Shares of ACME Solar Holdings slipped 9 per cent to Rs 230.35 on the National Stock Exchange (NSE) in Thursday’s intra-day trade amid heavy volumes after making a weak debut on Wednesday. In two days, the stock has declined 20 per cent against its issue price of Rs 289 per share.
On November 13, Morgan Stanley IFSC Fund sold 3.1 million equity shares, representing 0.51 per cent of the total equity of ACME Solar, at a price of Rs 260.31 on the NSE via block deals. The name of the buyer could not be ascertained immediately.
At 01:44 PM, ACME Solar was quoting 6 per cent lower at Rs 238, as compared to the 0.16 per cent decline in the Nifty 50. A combined 4.1 million equity shares have changed hands on the NSE and BSE.
ACME Solar had made a disappointing debut on the bourses, with its shares getting listed at Rs 251, which was 13.14 per cent below its issue price.
The company is a leading player in the Indian renewable energy sector, specialising in solar and wind energy projects.
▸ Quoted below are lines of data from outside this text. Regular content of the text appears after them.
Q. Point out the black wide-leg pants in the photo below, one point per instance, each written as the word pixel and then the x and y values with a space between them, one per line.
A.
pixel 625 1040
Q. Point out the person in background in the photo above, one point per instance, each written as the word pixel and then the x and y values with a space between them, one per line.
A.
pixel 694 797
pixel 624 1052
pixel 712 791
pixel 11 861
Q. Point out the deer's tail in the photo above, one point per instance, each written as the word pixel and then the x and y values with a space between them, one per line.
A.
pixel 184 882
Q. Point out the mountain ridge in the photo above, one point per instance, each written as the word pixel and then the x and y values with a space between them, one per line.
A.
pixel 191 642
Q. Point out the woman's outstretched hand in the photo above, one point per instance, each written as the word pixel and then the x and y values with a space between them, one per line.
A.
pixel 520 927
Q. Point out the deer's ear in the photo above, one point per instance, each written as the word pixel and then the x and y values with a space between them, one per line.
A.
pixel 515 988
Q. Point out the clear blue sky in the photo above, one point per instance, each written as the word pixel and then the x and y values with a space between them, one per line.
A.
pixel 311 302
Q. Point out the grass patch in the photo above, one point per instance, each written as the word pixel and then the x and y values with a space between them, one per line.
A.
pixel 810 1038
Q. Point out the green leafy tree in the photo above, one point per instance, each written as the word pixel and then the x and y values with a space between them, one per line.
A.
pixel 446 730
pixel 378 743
As of March 2024, the company’s operational solar capacity reached 1,320 MW. After a dip in profitability in FY23, ACME recently demonstrated exceptional growth with strong margins. The company's debt-to-equity ratio also remains significantly high.
However, the company may not be able to grow its portfolio of renewable energy power projects as it relies on highly competitive renewable energy power project auctions. Further, its future growth is significantly dependent on successfully executing its Under Construction Awarded Projects and Under Construction Contracted Projects. According to analysts, the company's business and results of operations may be adversely impacted in case they are not able tot successfully execute their future projects.
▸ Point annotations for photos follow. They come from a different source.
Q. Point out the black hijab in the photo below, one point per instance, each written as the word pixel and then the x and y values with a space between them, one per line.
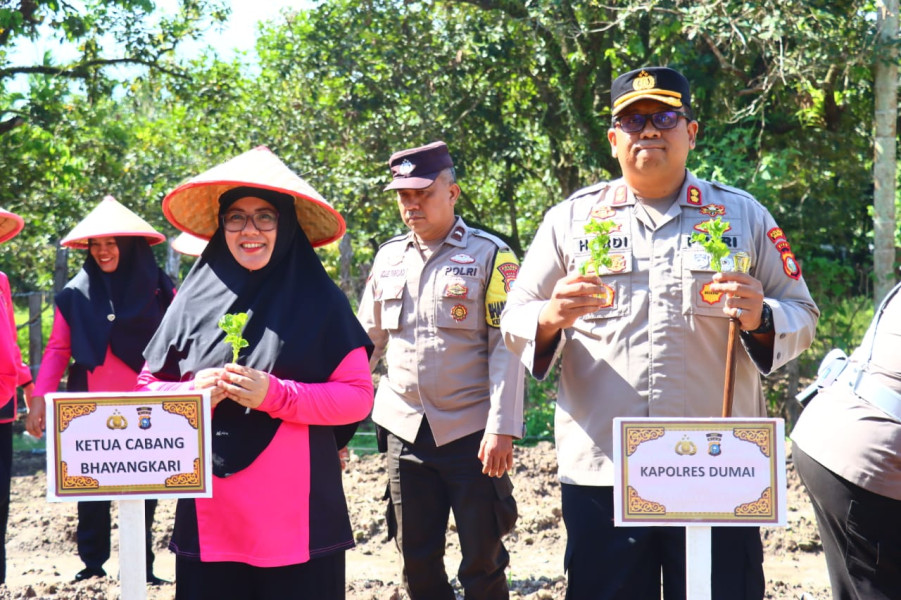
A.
pixel 300 325
pixel 120 310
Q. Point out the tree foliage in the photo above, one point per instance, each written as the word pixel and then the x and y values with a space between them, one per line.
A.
pixel 519 89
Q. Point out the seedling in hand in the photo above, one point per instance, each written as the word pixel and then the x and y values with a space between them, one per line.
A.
pixel 233 326
pixel 713 241
pixel 599 246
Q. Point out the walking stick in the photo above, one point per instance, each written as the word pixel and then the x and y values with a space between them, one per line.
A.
pixel 742 265
pixel 729 385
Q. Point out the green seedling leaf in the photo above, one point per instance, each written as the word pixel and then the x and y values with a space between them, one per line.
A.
pixel 712 242
pixel 599 245
pixel 233 326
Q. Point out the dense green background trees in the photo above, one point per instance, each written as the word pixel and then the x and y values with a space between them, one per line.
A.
pixel 518 88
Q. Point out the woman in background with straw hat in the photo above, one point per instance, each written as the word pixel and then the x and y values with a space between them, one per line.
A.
pixel 13 373
pixel 104 317
pixel 276 526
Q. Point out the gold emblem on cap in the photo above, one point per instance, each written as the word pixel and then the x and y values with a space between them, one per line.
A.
pixel 644 81
pixel 406 168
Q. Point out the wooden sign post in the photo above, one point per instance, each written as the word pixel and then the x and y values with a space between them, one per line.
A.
pixel 695 473
pixel 129 447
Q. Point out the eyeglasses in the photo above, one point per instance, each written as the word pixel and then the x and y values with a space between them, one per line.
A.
pixel 237 221
pixel 666 119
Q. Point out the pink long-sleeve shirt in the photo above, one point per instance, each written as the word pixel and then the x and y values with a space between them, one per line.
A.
pixel 13 372
pixel 261 515
pixel 111 376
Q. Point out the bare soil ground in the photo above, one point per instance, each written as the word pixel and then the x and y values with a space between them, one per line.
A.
pixel 42 559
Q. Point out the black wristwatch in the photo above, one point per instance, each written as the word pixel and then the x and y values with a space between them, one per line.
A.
pixel 766 320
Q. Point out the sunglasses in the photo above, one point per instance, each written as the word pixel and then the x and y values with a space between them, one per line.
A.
pixel 237 221
pixel 666 119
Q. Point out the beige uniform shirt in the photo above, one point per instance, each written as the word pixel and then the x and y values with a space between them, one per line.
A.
pixel 658 347
pixel 437 324
pixel 851 437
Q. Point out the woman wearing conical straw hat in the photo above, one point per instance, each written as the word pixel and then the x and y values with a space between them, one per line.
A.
pixel 104 317
pixel 276 526
pixel 13 374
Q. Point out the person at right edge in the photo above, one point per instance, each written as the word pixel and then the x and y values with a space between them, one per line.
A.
pixel 451 402
pixel 647 336
pixel 847 450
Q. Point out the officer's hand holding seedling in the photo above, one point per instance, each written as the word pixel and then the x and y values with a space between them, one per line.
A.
pixel 244 385
pixel 744 293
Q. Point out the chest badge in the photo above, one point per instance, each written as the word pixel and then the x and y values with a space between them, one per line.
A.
pixel 694 196
pixel 456 289
pixel 709 296
pixel 459 313
pixel 713 210
pixel 599 213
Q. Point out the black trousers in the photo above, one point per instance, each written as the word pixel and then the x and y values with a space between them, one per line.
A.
pixel 319 579
pixel 426 482
pixel 6 463
pixel 604 562
pixel 93 532
pixel 860 530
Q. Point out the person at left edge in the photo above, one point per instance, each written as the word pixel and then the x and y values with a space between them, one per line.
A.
pixel 276 526
pixel 13 373
pixel 103 319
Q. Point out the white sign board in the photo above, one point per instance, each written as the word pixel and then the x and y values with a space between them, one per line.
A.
pixel 137 445
pixel 682 472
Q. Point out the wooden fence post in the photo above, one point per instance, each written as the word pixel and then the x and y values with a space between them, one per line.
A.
pixel 35 336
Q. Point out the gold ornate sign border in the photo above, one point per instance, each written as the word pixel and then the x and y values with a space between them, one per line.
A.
pixel 762 509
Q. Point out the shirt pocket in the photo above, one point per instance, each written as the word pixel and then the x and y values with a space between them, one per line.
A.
pixel 391 302
pixel 616 282
pixel 458 301
pixel 697 277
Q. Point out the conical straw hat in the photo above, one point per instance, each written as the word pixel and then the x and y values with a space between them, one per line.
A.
pixel 109 218
pixel 193 206
pixel 188 244
pixel 10 225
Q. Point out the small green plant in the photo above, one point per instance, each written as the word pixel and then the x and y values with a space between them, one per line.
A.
pixel 599 245
pixel 233 326
pixel 713 241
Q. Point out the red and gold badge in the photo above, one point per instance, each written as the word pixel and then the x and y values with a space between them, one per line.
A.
pixel 709 296
pixel 617 263
pixel 702 227
pixel 456 289
pixel 790 265
pixel 713 210
pixel 775 234
pixel 508 271
pixel 459 313
pixel 607 296
pixel 694 196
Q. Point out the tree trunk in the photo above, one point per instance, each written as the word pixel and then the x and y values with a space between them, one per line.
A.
pixel 60 269
pixel 886 110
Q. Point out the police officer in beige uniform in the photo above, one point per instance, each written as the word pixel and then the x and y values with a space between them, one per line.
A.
pixel 847 450
pixel 647 335
pixel 450 404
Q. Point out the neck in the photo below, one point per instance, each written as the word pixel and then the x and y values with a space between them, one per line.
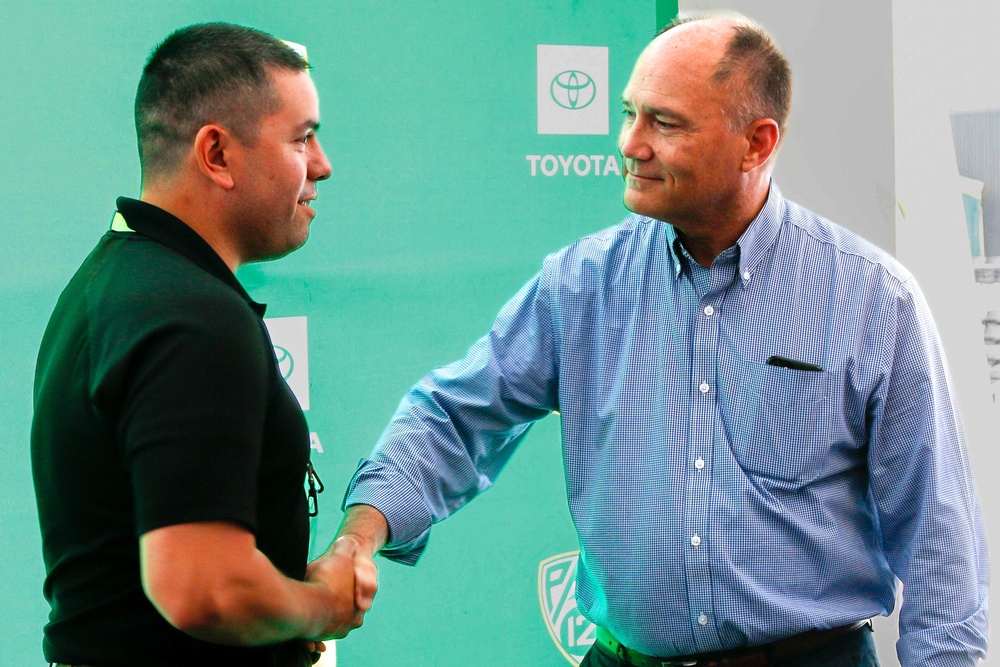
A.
pixel 196 211
pixel 709 237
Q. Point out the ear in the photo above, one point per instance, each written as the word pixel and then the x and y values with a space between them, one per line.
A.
pixel 213 152
pixel 762 140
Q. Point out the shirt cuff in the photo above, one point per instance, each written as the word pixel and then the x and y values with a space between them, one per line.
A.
pixel 393 494
pixel 951 645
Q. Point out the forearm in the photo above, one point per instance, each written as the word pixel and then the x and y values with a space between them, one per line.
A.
pixel 366 526
pixel 210 581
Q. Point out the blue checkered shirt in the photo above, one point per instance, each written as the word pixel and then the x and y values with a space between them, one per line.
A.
pixel 720 500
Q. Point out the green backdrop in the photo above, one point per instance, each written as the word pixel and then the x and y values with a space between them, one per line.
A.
pixel 431 220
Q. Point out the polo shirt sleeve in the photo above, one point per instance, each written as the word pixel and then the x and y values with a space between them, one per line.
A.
pixel 191 385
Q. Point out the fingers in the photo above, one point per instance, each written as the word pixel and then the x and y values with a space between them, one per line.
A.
pixel 365 581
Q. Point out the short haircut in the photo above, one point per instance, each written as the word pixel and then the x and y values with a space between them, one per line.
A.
pixel 201 74
pixel 755 69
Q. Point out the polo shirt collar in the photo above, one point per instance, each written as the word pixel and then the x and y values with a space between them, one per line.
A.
pixel 167 229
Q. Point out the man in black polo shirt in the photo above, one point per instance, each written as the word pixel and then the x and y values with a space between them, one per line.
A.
pixel 168 454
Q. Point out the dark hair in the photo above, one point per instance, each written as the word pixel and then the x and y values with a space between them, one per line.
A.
pixel 206 73
pixel 754 67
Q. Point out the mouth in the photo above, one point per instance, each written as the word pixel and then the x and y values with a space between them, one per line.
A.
pixel 305 203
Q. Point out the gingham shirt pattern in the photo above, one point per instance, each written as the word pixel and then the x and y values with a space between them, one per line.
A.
pixel 720 501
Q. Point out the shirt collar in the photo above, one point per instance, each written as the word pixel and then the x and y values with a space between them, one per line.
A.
pixel 758 240
pixel 167 229
pixel 754 244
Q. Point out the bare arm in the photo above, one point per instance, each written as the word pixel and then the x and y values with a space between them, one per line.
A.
pixel 209 580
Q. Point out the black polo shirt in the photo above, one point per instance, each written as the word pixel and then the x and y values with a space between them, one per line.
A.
pixel 157 401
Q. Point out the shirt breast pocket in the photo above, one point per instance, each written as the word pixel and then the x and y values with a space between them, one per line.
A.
pixel 779 422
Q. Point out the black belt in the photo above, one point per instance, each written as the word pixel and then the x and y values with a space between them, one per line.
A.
pixel 757 656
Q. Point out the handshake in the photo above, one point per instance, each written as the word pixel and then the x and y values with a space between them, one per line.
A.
pixel 345 578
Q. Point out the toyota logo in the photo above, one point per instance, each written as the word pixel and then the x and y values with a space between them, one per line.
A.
pixel 573 89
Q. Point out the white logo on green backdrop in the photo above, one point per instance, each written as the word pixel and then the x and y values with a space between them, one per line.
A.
pixel 289 336
pixel 572 89
pixel 571 632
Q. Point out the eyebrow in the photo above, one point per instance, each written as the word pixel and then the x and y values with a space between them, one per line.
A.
pixel 666 113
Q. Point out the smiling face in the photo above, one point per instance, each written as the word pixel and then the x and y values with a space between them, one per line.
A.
pixel 276 177
pixel 682 162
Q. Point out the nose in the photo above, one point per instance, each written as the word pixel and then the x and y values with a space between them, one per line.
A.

While the company has experience in commissioning solar power projects, It does not have experience in commissioning wind, hybrid, and FDRE power projects, apart from closed-loop pump storage projects. Without prior experience in commissioning such projects, they could encounter delays and unexpected costs, which would undermine the project's viability and profitability. These are among key risk factors, JM Financial said in its IPO note.